Ainsi, durant vingt ans, Jean-Pierre Billoux sera indissociable de la vie gastronomique dijonnaise et du rayonnement de la place de la Libération. C’était, là aussi, Jean-Pierre et son équipe – car il n’aime rien moins que le collectif : l’on veut bien évidemment parler de Patrice Gillard qui n’avait pas son pareil pour vous guider, en salle, sur les meilleurs climats de Bourgogne (et d’ailleurs) mais aussi de Roland Surdol, qui, avec son caractère bien à lui, l’épaulait… derrière les fourneaux. Les deux compères accompagnaient le maître depuis Digoin où ils l’avaient vu progresser sous les conseils du grand… Alexandre Dumaine qui lui offrit son amitié et son expérience.
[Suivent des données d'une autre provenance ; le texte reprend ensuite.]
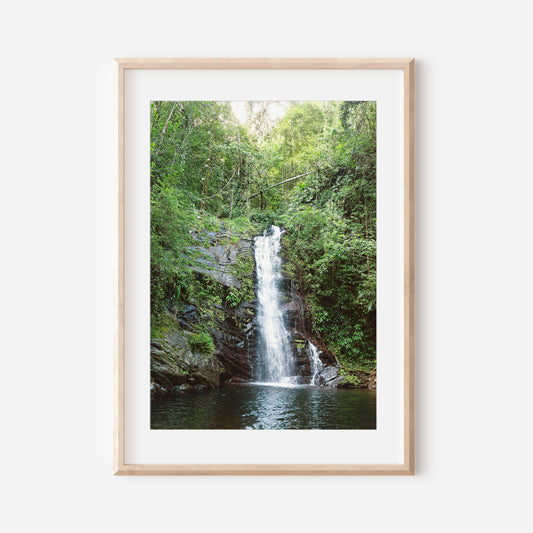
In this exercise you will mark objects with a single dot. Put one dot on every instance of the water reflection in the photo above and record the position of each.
(268, 406)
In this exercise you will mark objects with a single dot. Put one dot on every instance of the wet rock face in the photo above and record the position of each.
(223, 262)
(175, 368)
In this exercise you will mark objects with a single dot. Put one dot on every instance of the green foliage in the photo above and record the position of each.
(201, 342)
(211, 175)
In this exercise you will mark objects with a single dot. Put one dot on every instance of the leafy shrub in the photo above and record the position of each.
(201, 342)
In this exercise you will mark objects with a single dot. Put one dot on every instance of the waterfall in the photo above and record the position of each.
(316, 364)
(275, 359)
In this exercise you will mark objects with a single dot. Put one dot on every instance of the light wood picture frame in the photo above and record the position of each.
(122, 66)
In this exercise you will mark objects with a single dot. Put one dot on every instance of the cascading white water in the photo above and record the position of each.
(275, 354)
(316, 364)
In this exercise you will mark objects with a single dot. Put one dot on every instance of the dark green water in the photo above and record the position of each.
(258, 406)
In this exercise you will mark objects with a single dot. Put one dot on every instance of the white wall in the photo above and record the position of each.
(474, 264)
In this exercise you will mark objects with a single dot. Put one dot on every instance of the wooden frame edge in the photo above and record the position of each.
(119, 465)
(263, 470)
(118, 277)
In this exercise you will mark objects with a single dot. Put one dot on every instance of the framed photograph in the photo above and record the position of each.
(264, 280)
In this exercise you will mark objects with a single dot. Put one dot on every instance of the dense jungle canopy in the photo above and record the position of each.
(308, 167)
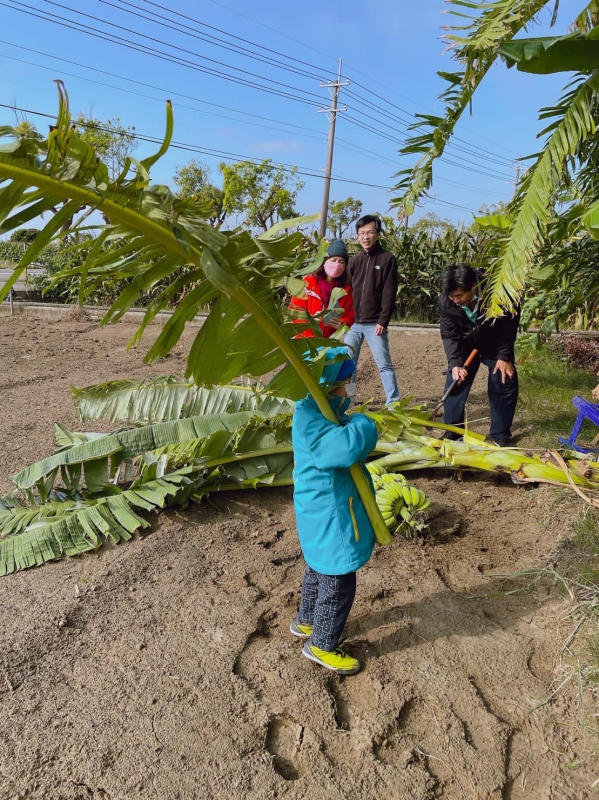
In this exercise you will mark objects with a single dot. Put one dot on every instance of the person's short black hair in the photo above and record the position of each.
(457, 276)
(366, 219)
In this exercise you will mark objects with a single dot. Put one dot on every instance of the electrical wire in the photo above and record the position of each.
(160, 55)
(227, 156)
(326, 55)
(168, 92)
(407, 122)
(185, 62)
(318, 134)
(161, 41)
(209, 38)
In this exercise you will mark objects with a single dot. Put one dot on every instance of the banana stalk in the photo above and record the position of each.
(416, 451)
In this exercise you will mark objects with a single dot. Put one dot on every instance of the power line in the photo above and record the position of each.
(168, 92)
(169, 44)
(227, 156)
(410, 116)
(240, 38)
(185, 62)
(318, 135)
(343, 143)
(226, 33)
(156, 54)
(353, 69)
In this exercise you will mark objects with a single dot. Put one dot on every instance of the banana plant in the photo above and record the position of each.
(159, 235)
(487, 35)
(108, 482)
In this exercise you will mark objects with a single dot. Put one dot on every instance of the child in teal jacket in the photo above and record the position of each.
(335, 533)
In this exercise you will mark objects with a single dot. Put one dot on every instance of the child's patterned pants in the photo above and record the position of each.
(326, 602)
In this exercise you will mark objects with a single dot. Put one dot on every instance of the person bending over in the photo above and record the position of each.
(465, 328)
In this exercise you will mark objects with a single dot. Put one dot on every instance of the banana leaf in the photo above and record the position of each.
(169, 397)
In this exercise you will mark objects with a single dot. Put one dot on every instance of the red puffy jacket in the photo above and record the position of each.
(312, 302)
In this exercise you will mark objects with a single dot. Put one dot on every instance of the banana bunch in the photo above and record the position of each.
(398, 500)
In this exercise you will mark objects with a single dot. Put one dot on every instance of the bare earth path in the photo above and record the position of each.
(164, 668)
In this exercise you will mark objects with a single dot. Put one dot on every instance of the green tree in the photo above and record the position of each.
(433, 225)
(264, 192)
(24, 235)
(193, 179)
(248, 331)
(341, 215)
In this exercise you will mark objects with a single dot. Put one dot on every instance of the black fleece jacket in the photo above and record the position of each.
(493, 338)
(373, 278)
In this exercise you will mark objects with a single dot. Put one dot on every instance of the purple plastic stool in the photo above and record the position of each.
(588, 411)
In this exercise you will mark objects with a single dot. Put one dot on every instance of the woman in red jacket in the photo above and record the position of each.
(319, 286)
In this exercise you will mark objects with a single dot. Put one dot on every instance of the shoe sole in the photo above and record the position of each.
(309, 655)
Car Jean-Pierre, c’était aussi cela : une vie faite d’amitiés, de rencontres et de grandes discussions autour de la cuisine. Avec deux mots à la bouche : la qualité gustative et le partage !
Ainsi sa salade de girolles, ses œufs cocottes aux truffes d’été ou encore sa célèbre volaille de Bresse juste rôtie accompagnée de sa fricassée de champignons des bois, etc. en ont enthousiasmé plus d’un ! Et que dire des plats appartenant à notre patrimoine historique qu’ils savaient remettre au goût du temps présent. Il rendait ainsi, comme personne, républicain… le lièvre à la royale ! Il savait simplifier les recettes les plus complexes et complexifier, en terme de saveurs, les plus simples.
En guise de dessert
Jean-Pierre Billoux, c’était aussi la brasserie voisine, le B9, dont il confia les rênes à son fils Alexis, mais également, depuis peu, une résidence dotée de 5 magnifiques chambres. Ce fut même, un temps, un autre établissement, le Bistrot des Halles qu’il céda en 2012 aux chefs de l’Auberge de la Charme.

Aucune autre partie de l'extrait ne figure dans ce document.